3 Great and Inspiring Books About Writing

These books are the ones we always go back to time and again, whenever we need that jolt.

books about writing

How is your writing going at the moment? I’ll be honest and say that mine personally could have been better this last month or so. I started the year strongly and have reached a bit of a dip. The thing that always helps me to get out of a slump is to get inspired by someone else, be it asking a friend who is busy with their words if I can read for them, or reading a book about writing by someone who seriously knows what they are talking about. Here are three great books on the subject, all of which have helped me when I’ve been feeling a bit down in the writing dumps. They’re the ones I always go back to time and again, whenever I need that jolt.


1. Zen in the Art of Writing – Ray Bradbury

Writing is supposed to be difficult, agonizing, a dreadful exercise, a terrible occupation.
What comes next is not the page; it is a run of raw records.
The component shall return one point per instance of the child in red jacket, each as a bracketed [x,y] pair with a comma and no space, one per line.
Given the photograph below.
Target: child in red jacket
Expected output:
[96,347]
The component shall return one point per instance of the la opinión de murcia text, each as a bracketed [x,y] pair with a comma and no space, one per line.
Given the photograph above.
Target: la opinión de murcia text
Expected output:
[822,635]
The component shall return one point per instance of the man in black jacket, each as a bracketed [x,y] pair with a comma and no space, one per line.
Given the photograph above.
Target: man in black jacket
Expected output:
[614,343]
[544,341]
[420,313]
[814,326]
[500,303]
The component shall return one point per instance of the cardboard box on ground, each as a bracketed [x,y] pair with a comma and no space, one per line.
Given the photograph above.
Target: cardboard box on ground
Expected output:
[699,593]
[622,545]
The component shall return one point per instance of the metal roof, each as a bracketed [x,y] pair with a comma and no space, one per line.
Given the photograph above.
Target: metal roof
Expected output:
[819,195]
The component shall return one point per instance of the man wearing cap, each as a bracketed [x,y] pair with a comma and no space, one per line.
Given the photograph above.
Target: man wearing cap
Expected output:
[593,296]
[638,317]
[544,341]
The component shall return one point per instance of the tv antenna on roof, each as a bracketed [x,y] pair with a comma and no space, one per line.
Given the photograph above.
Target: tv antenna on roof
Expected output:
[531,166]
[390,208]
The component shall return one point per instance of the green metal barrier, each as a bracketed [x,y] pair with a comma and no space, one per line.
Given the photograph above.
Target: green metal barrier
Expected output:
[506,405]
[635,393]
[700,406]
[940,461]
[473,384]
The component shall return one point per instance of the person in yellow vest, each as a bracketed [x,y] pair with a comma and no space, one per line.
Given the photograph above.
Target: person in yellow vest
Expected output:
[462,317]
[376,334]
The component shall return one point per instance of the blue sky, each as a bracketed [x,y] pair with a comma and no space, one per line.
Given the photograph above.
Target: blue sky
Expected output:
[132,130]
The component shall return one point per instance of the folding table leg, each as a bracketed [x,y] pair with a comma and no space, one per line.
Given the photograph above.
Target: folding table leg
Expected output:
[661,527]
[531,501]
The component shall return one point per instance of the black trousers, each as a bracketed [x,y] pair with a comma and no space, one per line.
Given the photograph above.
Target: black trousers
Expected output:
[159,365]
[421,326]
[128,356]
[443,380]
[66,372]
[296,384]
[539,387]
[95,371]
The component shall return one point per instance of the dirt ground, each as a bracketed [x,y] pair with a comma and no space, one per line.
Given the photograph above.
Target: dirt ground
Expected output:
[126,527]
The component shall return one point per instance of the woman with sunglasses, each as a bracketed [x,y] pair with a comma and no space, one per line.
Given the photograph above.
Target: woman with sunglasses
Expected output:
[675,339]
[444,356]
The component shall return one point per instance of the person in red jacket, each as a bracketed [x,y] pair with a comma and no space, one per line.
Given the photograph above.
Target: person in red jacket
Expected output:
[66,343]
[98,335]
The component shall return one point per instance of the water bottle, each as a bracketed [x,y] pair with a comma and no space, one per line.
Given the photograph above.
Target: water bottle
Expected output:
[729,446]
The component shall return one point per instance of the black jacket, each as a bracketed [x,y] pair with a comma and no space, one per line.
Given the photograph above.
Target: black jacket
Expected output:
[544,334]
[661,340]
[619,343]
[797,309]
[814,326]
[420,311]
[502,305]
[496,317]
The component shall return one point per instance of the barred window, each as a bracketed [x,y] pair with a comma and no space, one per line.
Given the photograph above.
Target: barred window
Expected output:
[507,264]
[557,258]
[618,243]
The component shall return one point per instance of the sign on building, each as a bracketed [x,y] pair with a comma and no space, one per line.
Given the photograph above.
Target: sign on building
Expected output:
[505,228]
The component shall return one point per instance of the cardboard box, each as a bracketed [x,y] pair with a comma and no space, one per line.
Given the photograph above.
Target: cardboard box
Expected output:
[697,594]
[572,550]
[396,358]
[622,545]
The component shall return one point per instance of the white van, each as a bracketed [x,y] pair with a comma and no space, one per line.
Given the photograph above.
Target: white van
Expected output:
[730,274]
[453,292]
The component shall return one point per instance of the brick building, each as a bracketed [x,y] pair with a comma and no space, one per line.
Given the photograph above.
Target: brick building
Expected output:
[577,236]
This is a book I was assigned on my MA, and I’m always flicking through the pages. Ray Bradbury wrote something like 30 books and 500 short stories, as well as scripts, essays and countless other things. If anyone knows about writing, it is him.

Zen in the Art of Writing is a book full of excellent and helpful tips. I like his thoughts on developing ideas and your own style the best, but what I really love about it is that Bradbury is so honest about the actual craft of writing. He doesn’t ever pretend that it is an easy thing to do, but he is also far from discouraging. Reading the book, you get the feeling that Bradbury believes in you, whoever you are, whenever you are reading his book – he believes you can be a writer just like him. Sometimes that is all the encouragement you need to get going through a difficult patch.


2. On Writing: A Memoir of the Craft – Stephen King

So okay― there you are in your room with the shade down and the door shut and the plug pulled out of the base of the telephone. You’ve blown up your TV and committed yourself to a thousand words a day, come hell or high water. Now comes the big question: What are you going to write about? And the equally big answer: Anything you damn well want.

You’ve heard of Stephen King, right? I don’t need to introduce him. On Writing is another book I was assigned on my MA, and another one I am profoundly grateful for. Everyone who wants to be a writer should read this book. I almost don’t need to say more than that.

On Writing is, as the full title suggests, more than just a book about writing. It is a book about the life that comes with writing, and how those things can rub along together, and how sometimes they can’t. King is painfully honest about everything, from his struggle with alcohol and drugs, to the sheer number of rejections he received when he first started writing, to slowly coming back to his writing after an accident that almost killed him. What I like about this book is that King is just a guy who happens to be one of the world’s best-selling authors, and he doesn’t pretend there is any mysticism to being so successful. He just puts himself in a chair every day and he writes, and that is no different for him than it is for any of us.


3. How Not to Write a Novel – Howard Mittelmark and Sandra Newman

There was a time when a book could be sold purely because its author had been to distant climes and had returned to tell of the exotic sights he had seen. That author was Marco Polo, and the time was the thirteenth century.

You might not have heard of husband and wife team Mittelmark and Newman, but you’re definitely going to want to get hold of their book. Both of them are authors in their own right – not as famous as Stephen King, of course – but more than qualified to dole out the advice.

And what I love about their advice is that is so funny. Their book is an actual joy to read, in a way that not many ‘self help’ books are, and you come away as entertained as you do informed. The gimmick is that this book is ‘how not to write a novel’, so they focus on all of the things that can go horribly wrong when creating your masterpiece, rather than telling you directly how to get it right. Funny as it is though, don’t think that you’ve been short changed on the advice – the first time that I read it, I came away from this book with thoughts for days on everything I needed to work on.